La proposition prévoit que les municipalités situées dans des zones de marché résidentiel tendu puissent établir des conditions sur la destination de certaines acquisitions de logement. En affectant directement les compétences municipales, l'organe consultatif considère que l'absence de cette consultation pose également un problème du point de vue de l'article 85 du Statut.
Une initiative liée à la politique de logement du Govern
Le rapport arrive à un moment où le Govern de Salvador Illa a placé le logement parmi ses principales zones d'action. La Generalitat a promu pendant la législature différentes mesures liées aux zones tendues, au logement public, aux limites de location et à la réglementation de certains usages des biens immobiliers.
La proposition contre la spéculation s'intègre dans ce scénario, bien que son autorité revienne à la CUP et que son parcours parlementaire dépende des soutiens qu'elle parvienne à rassembler. La conseillère au Logement, Sílvia Paneque, a indiqué après la connaissance du rapport que le Govern continuera à chercher des voies légales pour protéger l'accès au logement.
PP et Junts demandent son retrait
Le contenu de l'avis a provoqué la réaction des groupes qui s'étaient opposés à l'initiative. Le PP a réclamé au PSC de ne pas continuer avec une norme qui, selon les populaires, présente des problèmes de constitutionnalité. Junts a également souligné les conclusions relatives au droit de propriété, à la liberté d'entreprise et à la sécurité juridique et a remis en question tant le contenu de la proposition que la manière dont elle a été traitée.
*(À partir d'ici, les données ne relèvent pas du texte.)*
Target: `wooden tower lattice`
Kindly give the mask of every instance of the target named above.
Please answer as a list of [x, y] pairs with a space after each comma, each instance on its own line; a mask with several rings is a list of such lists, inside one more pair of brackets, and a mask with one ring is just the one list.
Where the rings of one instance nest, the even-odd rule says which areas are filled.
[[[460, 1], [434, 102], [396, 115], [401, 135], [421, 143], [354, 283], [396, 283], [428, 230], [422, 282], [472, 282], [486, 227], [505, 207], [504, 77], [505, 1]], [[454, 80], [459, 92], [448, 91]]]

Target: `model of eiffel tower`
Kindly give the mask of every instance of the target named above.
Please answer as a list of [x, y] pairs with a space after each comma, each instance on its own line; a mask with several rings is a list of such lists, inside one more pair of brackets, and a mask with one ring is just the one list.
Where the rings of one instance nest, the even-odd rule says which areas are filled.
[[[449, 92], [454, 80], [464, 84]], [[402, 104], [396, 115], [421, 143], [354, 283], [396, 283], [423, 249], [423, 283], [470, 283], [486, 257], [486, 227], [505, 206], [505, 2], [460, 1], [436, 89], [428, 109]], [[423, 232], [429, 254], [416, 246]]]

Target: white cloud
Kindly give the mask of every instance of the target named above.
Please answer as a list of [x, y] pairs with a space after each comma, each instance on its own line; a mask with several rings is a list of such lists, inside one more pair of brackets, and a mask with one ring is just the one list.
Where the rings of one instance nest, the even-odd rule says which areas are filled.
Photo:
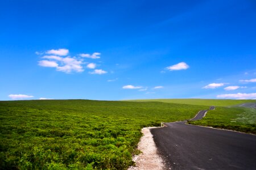
[[224, 89], [225, 90], [227, 91], [230, 91], [230, 90], [235, 90], [238, 88], [247, 88], [246, 86], [228, 86], [225, 88], [224, 88]]
[[156, 86], [155, 87], [154, 87], [154, 89], [158, 89], [158, 88], [163, 88], [163, 86]]
[[48, 99], [48, 98], [44, 98], [44, 97], [40, 97], [39, 100], [53, 100], [53, 99]]
[[96, 67], [96, 64], [94, 63], [90, 63], [87, 65], [86, 67], [92, 69], [95, 69]]
[[10, 95], [8, 96], [11, 99], [23, 99], [34, 97], [33, 96], [29, 96], [26, 95]]
[[46, 54], [54, 54], [61, 56], [65, 56], [68, 55], [69, 53], [68, 49], [60, 48], [57, 50], [51, 49], [46, 52]]
[[224, 83], [211, 83], [203, 87], [203, 88], [216, 88], [224, 86]]
[[38, 65], [42, 67], [57, 67], [59, 65], [55, 61], [42, 60], [38, 62]]
[[63, 59], [63, 58], [56, 56], [44, 56], [42, 58], [45, 59], [54, 60], [57, 61], [62, 61]]
[[139, 89], [139, 91], [146, 91], [147, 88]]
[[49, 60], [39, 61], [39, 65], [43, 67], [56, 67], [56, 70], [66, 73], [71, 72], [82, 72], [84, 69], [82, 66], [82, 61], [75, 57], [61, 57], [56, 56], [44, 56], [43, 58]]
[[[65, 49], [59, 49], [57, 50], [52, 49], [47, 50], [44, 53], [49, 55], [45, 55], [42, 58], [45, 59], [39, 61], [39, 65], [43, 67], [55, 67], [58, 71], [62, 71], [66, 73], [71, 73], [72, 72], [82, 72], [84, 71], [84, 64], [86, 63], [83, 62], [82, 57], [89, 57], [92, 58], [100, 58], [99, 53], [94, 53], [92, 55], [88, 54], [80, 54], [80, 57], [73, 57], [67, 56], [69, 50]], [[39, 52], [36, 54], [42, 54]], [[52, 55], [50, 55], [52, 54]], [[87, 63], [86, 67], [91, 69], [94, 69], [97, 65], [94, 63]], [[101, 69], [94, 70], [90, 74], [102, 74], [108, 72]]]
[[92, 74], [106, 74], [108, 72], [101, 69], [95, 69], [93, 72], [89, 72]]
[[116, 80], [117, 80], [118, 78], [115, 78], [114, 79], [111, 79], [111, 80], [108, 80], [108, 82], [115, 82]]
[[42, 55], [44, 53], [42, 52], [35, 52], [35, 53], [36, 55]]
[[97, 59], [101, 58], [100, 56], [101, 53], [94, 53], [92, 55], [90, 55], [89, 54], [80, 54], [79, 56], [82, 57], [86, 57], [86, 58], [90, 58], [93, 59]]
[[139, 89], [143, 88], [142, 86], [134, 86], [133, 85], [126, 85], [123, 86], [123, 89]]
[[173, 71], [173, 70], [186, 70], [189, 67], [189, 66], [186, 63], [181, 62], [178, 63], [177, 64], [167, 67], [166, 69], [170, 71]]
[[63, 66], [57, 67], [57, 71], [70, 73], [72, 71], [82, 72], [84, 69], [81, 64], [82, 61], [78, 60], [75, 58], [65, 57], [62, 60]]
[[217, 95], [218, 98], [234, 99], [256, 99], [256, 93], [253, 94], [223, 94]]
[[146, 92], [145, 93], [146, 95], [154, 94], [155, 94], [155, 92], [149, 92], [149, 91]]
[[256, 79], [250, 79], [250, 80], [239, 80], [240, 82], [247, 82], [247, 83], [249, 83], [249, 82], [256, 82]]

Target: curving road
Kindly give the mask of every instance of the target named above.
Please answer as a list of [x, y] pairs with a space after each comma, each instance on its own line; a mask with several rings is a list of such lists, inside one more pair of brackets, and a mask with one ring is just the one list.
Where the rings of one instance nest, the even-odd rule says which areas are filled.
[[[207, 111], [199, 112], [191, 120], [201, 118]], [[186, 122], [166, 123], [164, 128], [151, 129], [167, 168], [256, 169], [256, 135]]]

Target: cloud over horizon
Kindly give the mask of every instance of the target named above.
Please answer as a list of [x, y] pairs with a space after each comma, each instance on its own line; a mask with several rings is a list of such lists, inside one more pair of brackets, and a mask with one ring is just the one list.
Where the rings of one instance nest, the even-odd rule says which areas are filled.
[[230, 90], [235, 90], [238, 88], [247, 88], [246, 86], [228, 86], [224, 88], [225, 90], [230, 91]]
[[233, 94], [223, 94], [217, 96], [217, 98], [232, 99], [256, 99], [256, 93]]
[[210, 83], [203, 87], [203, 88], [216, 88], [221, 86], [224, 86], [224, 83]]
[[11, 99], [28, 99], [28, 98], [32, 98], [33, 96], [27, 95], [9, 95], [8, 97], [11, 98]]

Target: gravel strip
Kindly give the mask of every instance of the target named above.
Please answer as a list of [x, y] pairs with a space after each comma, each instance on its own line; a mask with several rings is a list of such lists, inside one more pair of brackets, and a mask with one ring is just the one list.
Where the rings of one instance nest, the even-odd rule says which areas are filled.
[[133, 160], [136, 163], [136, 167], [130, 167], [128, 170], [160, 170], [164, 169], [163, 161], [157, 153], [157, 148], [153, 139], [153, 135], [150, 129], [142, 129], [143, 136], [138, 144], [138, 149], [142, 153], [135, 155]]

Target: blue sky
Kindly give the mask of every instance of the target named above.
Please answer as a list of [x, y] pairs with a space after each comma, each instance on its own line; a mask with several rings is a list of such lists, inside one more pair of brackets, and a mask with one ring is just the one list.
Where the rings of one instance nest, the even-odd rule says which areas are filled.
[[256, 99], [256, 2], [1, 1], [0, 100]]

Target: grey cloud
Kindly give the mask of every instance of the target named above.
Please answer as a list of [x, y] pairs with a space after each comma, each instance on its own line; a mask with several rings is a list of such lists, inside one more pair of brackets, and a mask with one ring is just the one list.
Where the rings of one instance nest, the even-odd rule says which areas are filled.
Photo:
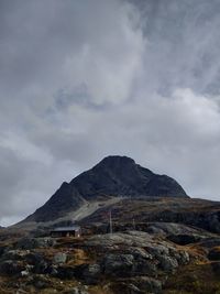
[[108, 154], [218, 199], [219, 1], [0, 6], [0, 224]]

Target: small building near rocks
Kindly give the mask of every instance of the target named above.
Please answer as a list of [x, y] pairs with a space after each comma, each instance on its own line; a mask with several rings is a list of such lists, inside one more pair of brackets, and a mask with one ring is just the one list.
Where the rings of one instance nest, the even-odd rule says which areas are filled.
[[79, 226], [70, 227], [57, 227], [51, 231], [51, 237], [77, 237], [81, 236], [81, 230]]

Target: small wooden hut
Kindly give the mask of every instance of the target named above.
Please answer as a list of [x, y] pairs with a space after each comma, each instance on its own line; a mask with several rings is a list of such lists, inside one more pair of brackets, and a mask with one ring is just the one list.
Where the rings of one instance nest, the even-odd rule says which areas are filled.
[[70, 226], [70, 227], [57, 227], [51, 231], [52, 237], [77, 237], [79, 238], [81, 235], [81, 230], [79, 226]]

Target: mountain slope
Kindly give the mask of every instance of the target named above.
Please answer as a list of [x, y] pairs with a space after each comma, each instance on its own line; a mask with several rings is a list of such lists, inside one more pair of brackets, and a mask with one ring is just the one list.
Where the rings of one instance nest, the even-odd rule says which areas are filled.
[[127, 156], [108, 156], [61, 188], [24, 221], [50, 221], [99, 196], [187, 197], [172, 177], [157, 175]]

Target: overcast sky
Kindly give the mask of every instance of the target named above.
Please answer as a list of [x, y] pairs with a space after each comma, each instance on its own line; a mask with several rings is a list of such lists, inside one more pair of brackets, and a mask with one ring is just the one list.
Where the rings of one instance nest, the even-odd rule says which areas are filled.
[[220, 200], [219, 0], [0, 0], [0, 225], [121, 154]]

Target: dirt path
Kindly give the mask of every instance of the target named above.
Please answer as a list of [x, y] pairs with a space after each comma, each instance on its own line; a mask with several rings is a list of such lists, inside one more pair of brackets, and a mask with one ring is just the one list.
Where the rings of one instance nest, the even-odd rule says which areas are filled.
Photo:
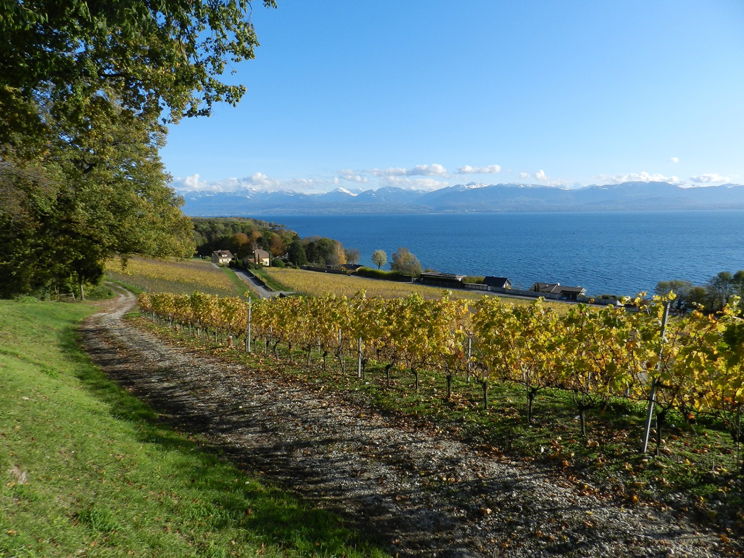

L'Association des Promoteurs et Constructeurs de Bâtiments de Catalogne (APCE) a réclamé le retrait de l'initiative et a averti des effets que, à son avis, peut avoir une réglementation qui augmente l'incertitude juridique sur le marché immobilier.
Les Comuns maintiennent l'objectif
Les Comuns, l'un des groupes qui ont poussé les mesures contre l'achat spéculatif, ne partagent pas les conclusions du Consell. Leur leader parlementaire, Jéssica Albiach, a défendu que l'objectif de l'initiative n'est pas d'empêcher l'acquisition de logements, mais de réguler la destination de certains biens immobiliers pour éviter qu'ils ne soient utilisés à des fins spéculatives.
Les Comuns ont proposé de continuer à travailler avec les groupes favorables à limiter la concentration de logements entre les mains de grands investisseurs pour trouver une formule qui puisse surmonter les objections juridiques soulevées.
L'avis ne clôt pas la procédure
Le prononcé du Consell de Garanties Estatutàries ne suppose pas le retrait automatique de la proposition ni n'empêche le Parlement de continuer avec sa procédure. L'initiative reste ouverte dans le dossier 202-00076/15.
Les groupes parlementaires devront maintenant décider s'ils maintiennent le texte dans ses termes actuels, introduisent des modifications pour aborder les objections soulevées par l'organe consultatif ou reconsidèrent l'initiative. Le débat reste en attente de la réponse que donnera le Parlement aux questions constitutionnelles, statutaires et procédurales recueillies dans l'avis.